The comparison of the models studied here with the models from other studies is challenging because the majority of the studies on CRC focused on CRC identification using cutting-edged markers, which is different from the purpose of the present study, which was to use markers commonly tested in routine medical practice. Therefore, other studies included different variables and tested different models, but such a comparison still has some value. Table 4^{19,20,22,25,28,29} presents the results from previous studies and those of the present one. AUC reflects the overall diagnostic efficiency of the models.
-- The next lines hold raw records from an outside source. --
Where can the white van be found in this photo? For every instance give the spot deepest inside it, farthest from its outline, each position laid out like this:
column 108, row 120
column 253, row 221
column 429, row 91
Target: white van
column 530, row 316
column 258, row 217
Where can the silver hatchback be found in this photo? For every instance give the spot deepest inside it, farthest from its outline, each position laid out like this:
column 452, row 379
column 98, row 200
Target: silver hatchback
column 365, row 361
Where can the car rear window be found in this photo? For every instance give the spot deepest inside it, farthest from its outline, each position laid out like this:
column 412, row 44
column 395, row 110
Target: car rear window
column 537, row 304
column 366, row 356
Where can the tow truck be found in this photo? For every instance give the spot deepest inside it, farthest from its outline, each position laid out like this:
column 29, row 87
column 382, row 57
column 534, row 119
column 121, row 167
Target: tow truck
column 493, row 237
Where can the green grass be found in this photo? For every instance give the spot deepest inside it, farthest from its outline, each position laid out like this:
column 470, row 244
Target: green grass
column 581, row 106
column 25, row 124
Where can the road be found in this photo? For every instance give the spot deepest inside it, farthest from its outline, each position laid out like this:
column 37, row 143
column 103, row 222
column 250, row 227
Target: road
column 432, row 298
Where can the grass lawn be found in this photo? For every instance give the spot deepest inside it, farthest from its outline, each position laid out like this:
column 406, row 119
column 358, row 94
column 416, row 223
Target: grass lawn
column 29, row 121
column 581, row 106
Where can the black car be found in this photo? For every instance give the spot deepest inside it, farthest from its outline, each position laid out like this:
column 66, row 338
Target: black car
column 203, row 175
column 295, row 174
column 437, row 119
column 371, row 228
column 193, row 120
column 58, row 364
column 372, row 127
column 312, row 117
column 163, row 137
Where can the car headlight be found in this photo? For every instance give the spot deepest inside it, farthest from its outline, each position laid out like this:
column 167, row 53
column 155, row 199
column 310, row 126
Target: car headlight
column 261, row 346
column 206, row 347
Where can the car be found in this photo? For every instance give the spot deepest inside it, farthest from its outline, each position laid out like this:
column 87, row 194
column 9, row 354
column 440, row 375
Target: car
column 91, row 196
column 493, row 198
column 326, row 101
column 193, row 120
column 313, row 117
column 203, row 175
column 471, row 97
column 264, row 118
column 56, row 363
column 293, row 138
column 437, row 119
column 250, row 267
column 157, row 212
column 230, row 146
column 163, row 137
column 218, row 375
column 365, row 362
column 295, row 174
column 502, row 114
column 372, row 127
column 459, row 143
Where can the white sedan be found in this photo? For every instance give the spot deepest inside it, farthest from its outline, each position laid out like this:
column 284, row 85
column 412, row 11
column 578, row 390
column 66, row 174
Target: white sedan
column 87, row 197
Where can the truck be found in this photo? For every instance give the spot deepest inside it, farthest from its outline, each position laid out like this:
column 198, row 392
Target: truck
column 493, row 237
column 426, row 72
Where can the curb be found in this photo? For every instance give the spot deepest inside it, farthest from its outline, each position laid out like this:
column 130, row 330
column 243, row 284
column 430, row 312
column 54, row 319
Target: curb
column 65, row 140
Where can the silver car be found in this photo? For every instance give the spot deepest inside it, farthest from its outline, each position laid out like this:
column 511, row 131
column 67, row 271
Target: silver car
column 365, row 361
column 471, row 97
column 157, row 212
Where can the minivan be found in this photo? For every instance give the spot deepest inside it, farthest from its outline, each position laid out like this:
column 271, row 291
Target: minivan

Sensitivity indicates the probability that CRC cases are correctly diagnosed, specificity that the non-CRC individuals are correctly classified. PPV is the proportion of actual CRC patients in individuals diagnosed with CRC by the model, and NPV is the proportion of actual non-CRC individuals in those classified as non-CRC ones by the model. The molecular biological techniques obviously had higher accuracy in terms of AUC. Long et al.²⁵ found that the random forest model based on high-throughput omics was the best method for prediction tasks and achieved the highest AUC of 0.998. Nakajima et al.²⁰ used the ADTree model, which is a kind of decision tree based on a boosting algorithm, to develop the prediction model and obtained good predictive value than others, but only 59 patients were included, which is small for a validation study. The next two studies both focused on the early prediction of CRC. In the study by Wan et al.,²² the logistic regression combined vector machine was used in whole-genome sequencing of plasma cell-free DNA; the AUC and sensitivity were similar to the proposed model. Hornbrook et al.¹⁹ used sex, age, and complete blood count data to identify early-stage CRC; the AUC was 0.80, which is not optimal. Kinar et al.²⁸ used complete blood count data and achieved an AUC of 0.82, close to that of Hornbrook et al..¹⁹ Zhao et al.²⁹ used age, body mass index (BMI), and gut bacteria to achieve an AUC of 0.942.

Table 4.

Comparison of Performance Between the Proposed Model and From Other Studies.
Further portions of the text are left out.